28 avril 2026

Disparitions forcées en Afrique de l’Ouest : un outil de répression des juntes militaires

Les juntes militaires en Afrique de l’Ouest : quand les disparitions forcées deviennent un outil de répression

Au Mali, au Niger, au Burkina Faso et en Guinée, les régimes militaires utilisent les disparitions forcées et les détentions arbitraires pour museler toute opposition. Selon les dernières données d’Amnesty International, cette pratique s’intensifie, privant les citoyens de leurs droits fondamentaux.

Le 8 juillet 2024, deux militants guinéens, Mamadou Billo Bah et Oumar Sylla (surnommé « Foniké Menguè »), membres du Front National pour la Défense de la Constitution, ont été enlevés à leur domicile par des individus armés. Ces deux figures, connues pour leur combat en faveur du retour à l’ordre constitutionnel, auraient été transférées vers un centre de détention clandestin situé dans l’archipel des îles de Loos, près de Conakry. Mohamed Cissé, un autre militant arrêté en même temps qu’eux, a été libéré deux jours plus tard, grièvement blessé. Malgré les demandes des familles et des associations, les autorités démentent toute implication dans leur disparition. Leur sort reste aujourd’hui incertain.

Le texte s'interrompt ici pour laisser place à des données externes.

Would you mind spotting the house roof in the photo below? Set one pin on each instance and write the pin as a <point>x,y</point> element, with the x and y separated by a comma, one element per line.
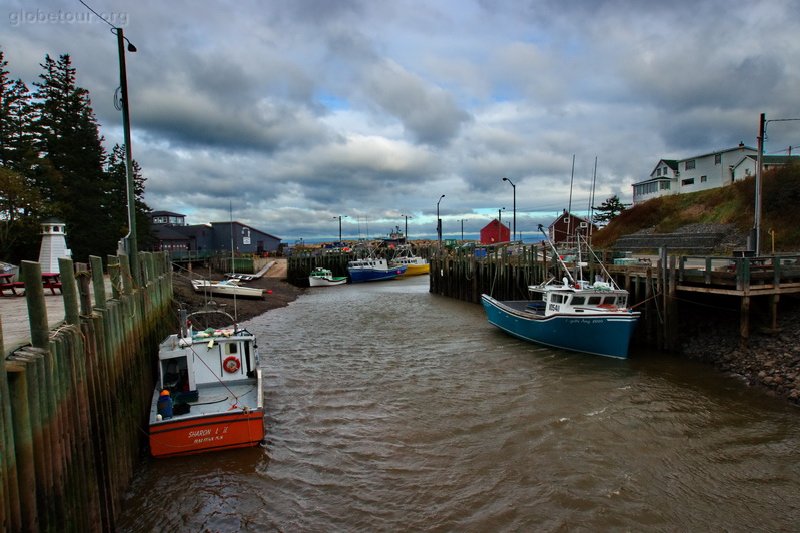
<point>726,150</point>
<point>770,159</point>
<point>165,213</point>
<point>228,222</point>
<point>168,233</point>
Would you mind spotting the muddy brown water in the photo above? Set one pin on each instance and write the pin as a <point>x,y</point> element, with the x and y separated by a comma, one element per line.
<point>391,409</point>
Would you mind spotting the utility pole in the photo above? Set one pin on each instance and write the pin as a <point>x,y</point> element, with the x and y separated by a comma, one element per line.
<point>132,248</point>
<point>759,170</point>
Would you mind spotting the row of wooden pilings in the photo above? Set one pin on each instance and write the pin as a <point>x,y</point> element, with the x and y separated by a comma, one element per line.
<point>74,401</point>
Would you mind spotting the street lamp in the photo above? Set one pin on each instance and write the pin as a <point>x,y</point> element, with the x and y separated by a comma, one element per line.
<point>406,217</point>
<point>340,226</point>
<point>132,248</point>
<point>500,223</point>
<point>514,233</point>
<point>439,222</point>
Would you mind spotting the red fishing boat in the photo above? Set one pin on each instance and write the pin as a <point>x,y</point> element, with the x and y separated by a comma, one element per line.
<point>209,392</point>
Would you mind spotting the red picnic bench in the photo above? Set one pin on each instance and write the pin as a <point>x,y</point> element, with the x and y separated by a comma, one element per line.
<point>52,281</point>
<point>7,285</point>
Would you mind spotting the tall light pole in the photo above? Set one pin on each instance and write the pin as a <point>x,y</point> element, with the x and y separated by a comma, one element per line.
<point>132,247</point>
<point>759,170</point>
<point>499,223</point>
<point>514,187</point>
<point>406,217</point>
<point>129,241</point>
<point>439,223</point>
<point>340,225</point>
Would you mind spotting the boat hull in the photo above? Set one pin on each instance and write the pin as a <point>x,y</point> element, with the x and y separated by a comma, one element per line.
<point>206,433</point>
<point>314,281</point>
<point>602,333</point>
<point>417,270</point>
<point>222,289</point>
<point>364,275</point>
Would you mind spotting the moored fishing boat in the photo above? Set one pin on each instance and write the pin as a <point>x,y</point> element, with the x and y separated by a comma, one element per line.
<point>415,265</point>
<point>572,314</point>
<point>373,269</point>
<point>322,277</point>
<point>209,394</point>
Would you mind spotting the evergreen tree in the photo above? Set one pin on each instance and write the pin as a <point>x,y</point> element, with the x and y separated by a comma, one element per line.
<point>608,210</point>
<point>20,198</point>
<point>16,121</point>
<point>68,137</point>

Les victimes de ces pratiques endurent un parcours clandestin où l’injustice et l’arbitraire dominent, souvent dans l’impunité la plus totale.

Une stratégie délibérée pour instiller la peur dans la société civile

Les forces de sécurité des juntes militaires en Afrique de l’Ouest ciblent systématiquement les membres de la société civile : journalistes, avocats, activistes et défenseurs des droits humains. Les enlèvements se produisent dans la rue, au domicile ou sur le lieu de travail des victimes. Embarquées de force dans des véhicules banalisés, les yeux bandés, ces personnes sont détenues dans des lieux non officiels, soumis à des interrogatoires prolongés sans aucun cadre légal. Ni mandat d’arrêt, ni procédure judiciaire : ces pratiques violent ouvertement les droits fondamentaux.

Les autorités nient toute implication ou refusent de communiquer sur le sort des disparus. Les familles, privées de toute information, vivent dans l’angoisse. Les lieux de détention, souvent des locaux des services de sécurité, échappent à tout contrôle judiciaire. L’objectif ? Instaurer un climat de terreur pour étouffer toute contestation et préserver le pouvoir militaire.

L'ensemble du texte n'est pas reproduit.